Sebagian penggalan syairnya berbunyi sebagai berikut: ”Hugogo pe mansari, arian nang bodari, lao pasingkolahon gelleng hi. Ndang so tarihuthon, au pe angka dongan, ndada pola marsak au di si. Alai anakhon hi da, ndang jadi hatinggalan sian dongan magodang na i”.
Terjemahan bebasnya kira-kira demikian: ”Saya bekerja keras mencari uang, siang dan malam, untuk membiayai sekolah anakku. Meski tidak bisa mengikuti orang lain, saya tidak sedih.
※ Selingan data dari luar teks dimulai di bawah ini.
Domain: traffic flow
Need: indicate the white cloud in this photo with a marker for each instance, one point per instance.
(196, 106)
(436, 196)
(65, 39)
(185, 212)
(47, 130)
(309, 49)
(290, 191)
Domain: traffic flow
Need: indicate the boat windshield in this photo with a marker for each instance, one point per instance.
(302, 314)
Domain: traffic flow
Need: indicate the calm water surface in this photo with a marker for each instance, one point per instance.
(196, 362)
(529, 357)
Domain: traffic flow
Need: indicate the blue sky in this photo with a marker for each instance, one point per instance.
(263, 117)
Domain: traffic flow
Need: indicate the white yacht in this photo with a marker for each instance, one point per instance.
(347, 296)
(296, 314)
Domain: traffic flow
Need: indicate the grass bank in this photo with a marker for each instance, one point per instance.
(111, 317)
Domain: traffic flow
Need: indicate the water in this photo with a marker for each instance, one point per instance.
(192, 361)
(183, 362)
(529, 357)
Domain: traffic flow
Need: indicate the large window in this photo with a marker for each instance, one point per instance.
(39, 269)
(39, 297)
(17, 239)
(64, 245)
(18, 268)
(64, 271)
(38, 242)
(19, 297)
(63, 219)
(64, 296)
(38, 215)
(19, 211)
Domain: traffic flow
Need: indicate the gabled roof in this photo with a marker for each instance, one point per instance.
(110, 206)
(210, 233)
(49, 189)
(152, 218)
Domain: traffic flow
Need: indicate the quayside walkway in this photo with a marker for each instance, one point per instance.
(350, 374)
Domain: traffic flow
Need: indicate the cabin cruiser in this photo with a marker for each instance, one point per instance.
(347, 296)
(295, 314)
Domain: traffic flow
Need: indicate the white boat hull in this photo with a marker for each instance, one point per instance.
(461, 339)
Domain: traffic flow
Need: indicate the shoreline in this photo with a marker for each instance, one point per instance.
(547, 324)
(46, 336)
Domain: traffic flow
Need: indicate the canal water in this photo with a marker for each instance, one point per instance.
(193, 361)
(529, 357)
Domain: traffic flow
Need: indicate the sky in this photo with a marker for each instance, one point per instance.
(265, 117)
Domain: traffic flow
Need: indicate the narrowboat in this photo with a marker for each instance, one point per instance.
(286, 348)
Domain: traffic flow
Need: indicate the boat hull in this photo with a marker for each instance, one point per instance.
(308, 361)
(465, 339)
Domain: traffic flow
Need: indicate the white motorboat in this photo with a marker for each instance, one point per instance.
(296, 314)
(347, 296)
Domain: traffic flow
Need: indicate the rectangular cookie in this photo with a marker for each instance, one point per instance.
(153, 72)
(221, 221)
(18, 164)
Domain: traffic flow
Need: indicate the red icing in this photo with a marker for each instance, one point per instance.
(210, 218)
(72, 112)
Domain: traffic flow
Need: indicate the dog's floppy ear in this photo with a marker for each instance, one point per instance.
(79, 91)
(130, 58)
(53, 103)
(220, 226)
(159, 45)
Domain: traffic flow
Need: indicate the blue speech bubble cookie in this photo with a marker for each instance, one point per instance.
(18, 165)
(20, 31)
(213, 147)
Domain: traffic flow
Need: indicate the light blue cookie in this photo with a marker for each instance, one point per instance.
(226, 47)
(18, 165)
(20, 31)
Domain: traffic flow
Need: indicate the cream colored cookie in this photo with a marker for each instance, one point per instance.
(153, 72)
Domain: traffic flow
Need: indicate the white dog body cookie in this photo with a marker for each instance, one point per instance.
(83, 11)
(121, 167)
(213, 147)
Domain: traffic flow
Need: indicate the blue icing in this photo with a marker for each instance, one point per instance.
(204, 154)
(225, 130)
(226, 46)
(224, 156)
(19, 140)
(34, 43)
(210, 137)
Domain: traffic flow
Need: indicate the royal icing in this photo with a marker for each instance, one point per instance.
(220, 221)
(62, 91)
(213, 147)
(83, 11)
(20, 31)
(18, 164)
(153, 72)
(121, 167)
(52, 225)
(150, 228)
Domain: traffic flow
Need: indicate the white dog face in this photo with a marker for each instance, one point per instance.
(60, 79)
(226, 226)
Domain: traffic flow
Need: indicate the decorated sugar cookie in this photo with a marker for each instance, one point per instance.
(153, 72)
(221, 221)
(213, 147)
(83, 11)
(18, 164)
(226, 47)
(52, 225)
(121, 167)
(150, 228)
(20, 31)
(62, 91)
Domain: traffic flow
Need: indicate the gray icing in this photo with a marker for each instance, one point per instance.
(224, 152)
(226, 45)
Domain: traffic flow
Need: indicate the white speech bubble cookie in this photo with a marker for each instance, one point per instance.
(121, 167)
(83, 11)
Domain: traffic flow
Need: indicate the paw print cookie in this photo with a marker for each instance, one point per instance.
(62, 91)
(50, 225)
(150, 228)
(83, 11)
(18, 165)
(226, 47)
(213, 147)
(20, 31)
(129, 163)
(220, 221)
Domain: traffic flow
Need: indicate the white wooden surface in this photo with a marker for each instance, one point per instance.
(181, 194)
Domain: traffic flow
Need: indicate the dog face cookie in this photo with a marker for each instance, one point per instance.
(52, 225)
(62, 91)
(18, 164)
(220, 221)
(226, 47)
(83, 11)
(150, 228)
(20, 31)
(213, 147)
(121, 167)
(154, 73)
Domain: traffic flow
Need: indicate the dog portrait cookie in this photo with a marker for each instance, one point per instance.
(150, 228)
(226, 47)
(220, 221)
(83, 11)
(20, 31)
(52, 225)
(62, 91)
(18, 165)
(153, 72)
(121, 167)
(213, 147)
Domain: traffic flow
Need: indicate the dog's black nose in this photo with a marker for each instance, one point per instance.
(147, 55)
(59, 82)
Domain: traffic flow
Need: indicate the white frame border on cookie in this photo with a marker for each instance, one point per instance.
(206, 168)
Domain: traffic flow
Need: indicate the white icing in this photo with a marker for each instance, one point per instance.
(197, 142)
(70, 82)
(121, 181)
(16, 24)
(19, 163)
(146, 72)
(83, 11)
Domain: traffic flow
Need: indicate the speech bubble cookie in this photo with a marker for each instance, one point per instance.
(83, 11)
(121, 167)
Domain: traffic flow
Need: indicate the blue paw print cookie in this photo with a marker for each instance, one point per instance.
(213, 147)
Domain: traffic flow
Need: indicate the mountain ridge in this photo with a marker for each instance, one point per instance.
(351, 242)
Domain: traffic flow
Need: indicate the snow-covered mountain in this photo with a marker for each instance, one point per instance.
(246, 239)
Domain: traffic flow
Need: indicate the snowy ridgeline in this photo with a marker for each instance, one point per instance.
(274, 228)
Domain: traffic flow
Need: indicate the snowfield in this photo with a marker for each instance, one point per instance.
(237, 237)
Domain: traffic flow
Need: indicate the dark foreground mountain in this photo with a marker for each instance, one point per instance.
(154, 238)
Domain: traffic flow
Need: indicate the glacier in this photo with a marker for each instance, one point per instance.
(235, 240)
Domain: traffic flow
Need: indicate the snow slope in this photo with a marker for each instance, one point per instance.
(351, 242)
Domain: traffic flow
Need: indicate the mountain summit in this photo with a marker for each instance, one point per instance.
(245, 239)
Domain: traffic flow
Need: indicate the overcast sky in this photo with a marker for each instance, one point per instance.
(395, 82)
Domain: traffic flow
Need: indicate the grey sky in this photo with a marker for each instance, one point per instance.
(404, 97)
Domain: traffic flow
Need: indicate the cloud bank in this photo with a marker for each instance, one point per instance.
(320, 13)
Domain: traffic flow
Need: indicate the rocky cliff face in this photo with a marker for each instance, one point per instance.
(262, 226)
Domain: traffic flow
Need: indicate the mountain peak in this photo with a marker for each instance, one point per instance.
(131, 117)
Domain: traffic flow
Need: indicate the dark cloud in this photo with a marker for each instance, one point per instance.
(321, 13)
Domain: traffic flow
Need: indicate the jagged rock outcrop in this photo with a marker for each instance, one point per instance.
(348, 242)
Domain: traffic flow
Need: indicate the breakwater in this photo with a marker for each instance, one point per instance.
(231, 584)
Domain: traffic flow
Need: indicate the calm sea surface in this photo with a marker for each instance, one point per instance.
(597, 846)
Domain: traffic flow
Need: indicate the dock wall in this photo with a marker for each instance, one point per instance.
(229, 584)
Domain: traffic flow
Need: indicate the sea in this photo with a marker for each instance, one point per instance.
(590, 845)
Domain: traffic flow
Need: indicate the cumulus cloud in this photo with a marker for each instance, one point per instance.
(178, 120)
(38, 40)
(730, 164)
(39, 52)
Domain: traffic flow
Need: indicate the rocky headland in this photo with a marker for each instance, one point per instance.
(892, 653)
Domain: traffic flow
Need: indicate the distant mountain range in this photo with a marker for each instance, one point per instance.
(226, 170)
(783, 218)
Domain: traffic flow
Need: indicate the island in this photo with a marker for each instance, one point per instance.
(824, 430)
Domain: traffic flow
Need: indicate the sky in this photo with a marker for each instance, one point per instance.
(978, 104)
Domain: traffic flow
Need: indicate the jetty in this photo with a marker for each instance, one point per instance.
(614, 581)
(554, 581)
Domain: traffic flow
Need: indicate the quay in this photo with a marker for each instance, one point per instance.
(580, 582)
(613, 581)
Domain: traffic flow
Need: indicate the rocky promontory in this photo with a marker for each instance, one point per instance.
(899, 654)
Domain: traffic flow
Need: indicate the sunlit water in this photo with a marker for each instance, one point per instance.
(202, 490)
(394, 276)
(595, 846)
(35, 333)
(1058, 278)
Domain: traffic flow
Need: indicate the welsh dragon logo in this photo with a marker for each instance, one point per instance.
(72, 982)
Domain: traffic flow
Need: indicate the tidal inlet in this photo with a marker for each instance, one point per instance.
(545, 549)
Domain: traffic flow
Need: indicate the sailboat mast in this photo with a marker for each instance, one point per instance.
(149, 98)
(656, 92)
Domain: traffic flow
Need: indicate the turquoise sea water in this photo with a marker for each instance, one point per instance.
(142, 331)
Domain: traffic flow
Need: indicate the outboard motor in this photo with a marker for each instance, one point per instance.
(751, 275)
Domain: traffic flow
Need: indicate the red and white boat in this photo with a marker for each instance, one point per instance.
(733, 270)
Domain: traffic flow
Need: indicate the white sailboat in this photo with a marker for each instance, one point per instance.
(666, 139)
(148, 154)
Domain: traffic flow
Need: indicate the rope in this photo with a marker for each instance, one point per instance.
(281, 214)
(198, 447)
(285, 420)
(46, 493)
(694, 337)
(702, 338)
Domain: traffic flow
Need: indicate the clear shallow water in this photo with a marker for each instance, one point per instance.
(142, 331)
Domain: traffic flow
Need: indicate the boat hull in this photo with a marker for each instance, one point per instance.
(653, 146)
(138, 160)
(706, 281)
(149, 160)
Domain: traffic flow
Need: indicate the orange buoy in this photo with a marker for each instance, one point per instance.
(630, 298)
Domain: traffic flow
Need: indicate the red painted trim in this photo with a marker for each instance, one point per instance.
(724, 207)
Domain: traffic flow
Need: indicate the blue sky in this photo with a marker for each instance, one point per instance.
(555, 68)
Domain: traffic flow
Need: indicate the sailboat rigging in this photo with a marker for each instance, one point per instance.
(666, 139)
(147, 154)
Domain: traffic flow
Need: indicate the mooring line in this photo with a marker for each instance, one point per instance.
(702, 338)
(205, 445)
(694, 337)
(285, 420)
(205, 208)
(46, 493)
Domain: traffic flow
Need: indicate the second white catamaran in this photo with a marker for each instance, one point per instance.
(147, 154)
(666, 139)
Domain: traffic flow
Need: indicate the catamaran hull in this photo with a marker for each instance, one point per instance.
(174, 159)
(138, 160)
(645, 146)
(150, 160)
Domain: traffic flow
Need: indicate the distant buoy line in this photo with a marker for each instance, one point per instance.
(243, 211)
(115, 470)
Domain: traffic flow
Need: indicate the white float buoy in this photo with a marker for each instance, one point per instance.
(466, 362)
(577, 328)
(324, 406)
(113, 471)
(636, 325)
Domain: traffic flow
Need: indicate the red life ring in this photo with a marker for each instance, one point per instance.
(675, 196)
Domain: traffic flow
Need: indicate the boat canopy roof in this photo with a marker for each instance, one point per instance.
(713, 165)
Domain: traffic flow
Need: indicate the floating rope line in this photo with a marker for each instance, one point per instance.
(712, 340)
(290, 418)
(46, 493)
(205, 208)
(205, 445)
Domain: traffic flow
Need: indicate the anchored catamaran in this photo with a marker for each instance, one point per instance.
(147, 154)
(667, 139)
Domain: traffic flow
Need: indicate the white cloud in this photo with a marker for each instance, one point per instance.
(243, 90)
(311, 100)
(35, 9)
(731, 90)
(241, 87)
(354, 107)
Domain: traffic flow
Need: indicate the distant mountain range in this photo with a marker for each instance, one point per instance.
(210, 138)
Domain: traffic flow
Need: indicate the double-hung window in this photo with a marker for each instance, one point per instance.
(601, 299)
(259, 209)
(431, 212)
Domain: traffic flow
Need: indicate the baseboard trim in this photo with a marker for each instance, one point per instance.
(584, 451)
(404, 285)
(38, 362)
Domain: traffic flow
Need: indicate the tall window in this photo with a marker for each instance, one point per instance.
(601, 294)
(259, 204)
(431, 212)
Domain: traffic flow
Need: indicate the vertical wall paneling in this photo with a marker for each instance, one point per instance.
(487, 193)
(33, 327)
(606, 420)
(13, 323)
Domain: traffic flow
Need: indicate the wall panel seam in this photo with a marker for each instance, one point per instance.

Asalkan anakku tidak ketinggalan dari teman-temannya”.
Syair lagu berirama pop dan sekali-sekali dibuat cha-cha ini, menggambarkan pandangan penulisnya tentang semangat masyarakat desa ketika itu dimana pendidikan adalah cara meningkatkan harkat dan martabat mereka. Pendidikan adalah pra-syarat agar mampu mengikuti perkembangan zaman, tidak ketinggalan dengan anak-anak yang lain, dan tidak terlindas oleh kemajuan. Karena itu, seluruh jiwa, raga dan harta dikorbankan demi biaya pendidikan anak-anak.
Hanya satu harapan: pengorbanan itu akan lunas, bila anak-anaknya bisa berhasil menyelesaikan pendidikannya, dan keyakinan dengan modal pendidikan anak itu bisa mencapai kehidupan yang lebih baik. Mereka mengejar achieved statusnya—status sosial yang diperoleh melalui kerja keras, usaha dan keyakinan dengan menyelesaikan pendidikan yang baik.
Masih dalam pengamatan yang memerlukan pembuktian, dari perubahan yang ada, minat menyekolahkan anak termasuk di daerah kita sudah menurun, demikian juga semangat anak didik menggunakan sekolah sebagai batu loncatan tidaklagi seperti semangatnya Prof Dr Sutan Hutagalung, Dr Armencius Munthe maupun JP Silitonga. Bagaimana mengembalikan semangat orang tua menyekolahkan anak-anaknya seperti sediakala menjadi tantangan bagi kita semua. Mahalnya biaya pendidikan, rendahnya kualitas produk pendidikan kita menjadi tantangan besar di era globaliasi ini.